When an injured worker in Pennsylvania goes back to work, at least with restrictions, he or she has some protection if the work comes to an end. An issue recently addressed by the Commonwealth Court of PA is whether the job one looks at (to determine whether there are physical restrictions) is the job one held at the time of the injury, or the one held when the job is lost.
In Dougherty v. Workers’ Compensation Appeal Board (QVC, Inc.), the injured worker was employed as a video producer who suffered a tear of his Achilles tendon. After the injury, he was unable to physically do the regular duties of a video producer, but his employer took him back on a restricted basis, then reassigned him to a writer-producer position (which had much less physical demand). Unfortunately, the injured worker did not have the requisite skills to do the work of a writer-producer, and he was terminated for unsatisfactory work performance.

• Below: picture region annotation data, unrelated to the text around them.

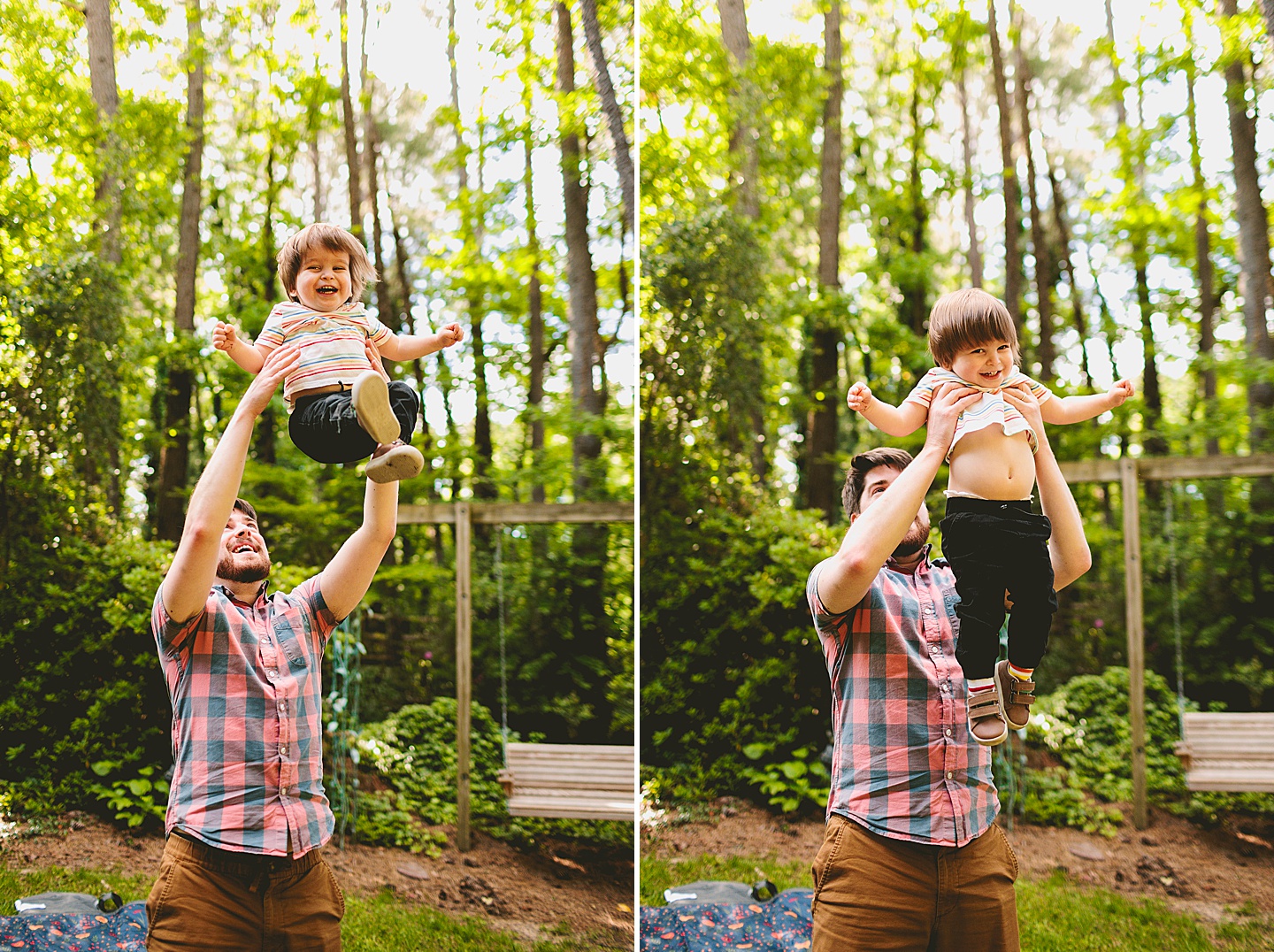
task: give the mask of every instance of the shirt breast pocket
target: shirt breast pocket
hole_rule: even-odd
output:
[[[306,653],[301,649],[297,632],[287,622],[276,622],[274,626],[274,640],[278,642],[283,656],[288,659],[288,670],[299,677],[306,669]]]

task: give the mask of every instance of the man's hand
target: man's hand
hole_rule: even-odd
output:
[[[875,398],[871,396],[871,387],[869,387],[862,381],[859,381],[857,384],[850,387],[850,393],[845,398],[845,401],[850,405],[850,409],[854,410],[855,413],[866,413],[868,407],[871,405],[871,401],[874,399]]]
[[[440,344],[438,349],[441,350],[443,347],[452,347],[454,344],[459,344],[464,339],[465,339],[464,328],[461,328],[459,324],[455,322],[445,324],[438,330],[438,344]]]
[[[1136,390],[1127,377],[1116,380],[1115,386],[1106,393],[1106,399],[1111,401],[1111,409],[1120,407],[1130,396],[1136,396]]]
[[[229,353],[234,349],[237,343],[240,343],[240,339],[238,331],[234,330],[234,325],[225,324],[224,321],[217,321],[217,326],[213,328],[213,347],[218,350]]]
[[[372,364],[372,370],[385,377],[385,382],[390,382],[389,371],[385,370],[385,361],[381,359],[381,352],[376,349],[376,344],[371,340],[363,342],[363,354],[367,357],[367,362]]]
[[[971,386],[950,381],[939,384],[929,404],[925,446],[936,447],[945,458],[952,447],[952,440],[956,438],[956,421],[959,419],[959,414],[981,399],[982,393]]]
[[[284,344],[271,350],[261,366],[261,372],[240,400],[240,407],[251,413],[254,419],[261,415],[261,410],[270,405],[270,398],[279,389],[279,382],[297,368],[299,361],[301,350],[296,344]]]

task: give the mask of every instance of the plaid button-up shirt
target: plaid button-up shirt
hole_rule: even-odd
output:
[[[984,833],[1000,802],[991,748],[968,733],[950,568],[927,549],[915,572],[891,559],[841,614],[818,596],[818,567],[805,591],[832,678],[828,816],[938,846]]]
[[[173,622],[155,595],[150,627],[172,698],[168,832],[210,846],[301,856],[331,839],[322,789],[322,653],[336,627],[318,577],[246,604],[220,585]]]

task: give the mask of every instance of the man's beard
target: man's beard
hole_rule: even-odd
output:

The injured worker filed a Petition for Reinstatement, which was litigated before a Workers’ Compensation Judge (WCJ). After hearing the evidence, the WCJ denied the Reinstatement Petition. Though the WCJ found that Claimant remained physically incapable of performing the pre-injury job (video producer), the WCJ determined that he was physically able to do the writer-producer job, and the reason he was again losing wages was not due to the work injury. This was affirmed by the Workers’ Compensation Appeal Board (WCAB).
On appeal to the Commonwealth Court of Pennsylvania, the decision of the WCJ was reversed. The Court found that whether the injured worker could perform the restricted, post-injury, job was not the key factor; instead, one must look at whether he was capable of performing the pre-injury position without restriction. Since the WCJ found that he remained incapable of physically performing the pre-injury job, the injured worker was entitled to a presumption that his ongoing loss of wages was due to the work injury.
Though the Court remanded back to the WCJ to make the ultimate determination (since the WCJ is the proper Finder of Fact), the Court did note that mere incompetence, or genuine inability to do the restricted duty job, would not prevent a reinstatement of benefits. Unless there is bad faith, workers’ comp benefits should be reinstated. As the Court noted, citing a prior decision, “if claimant shows he would if he could, the bad faith threshold is not met.”
This case helps address the risk an employee has when he or she tries to go back to work on a modified basis. Without the decision rendered by the Commonwealth Court, there would be a tremendous disincentive for an injured worker to try going back to another, lighter, job. By offering the injured worker some protection, the Court is making the system work better as one designed truly to return the injured worker to productive society.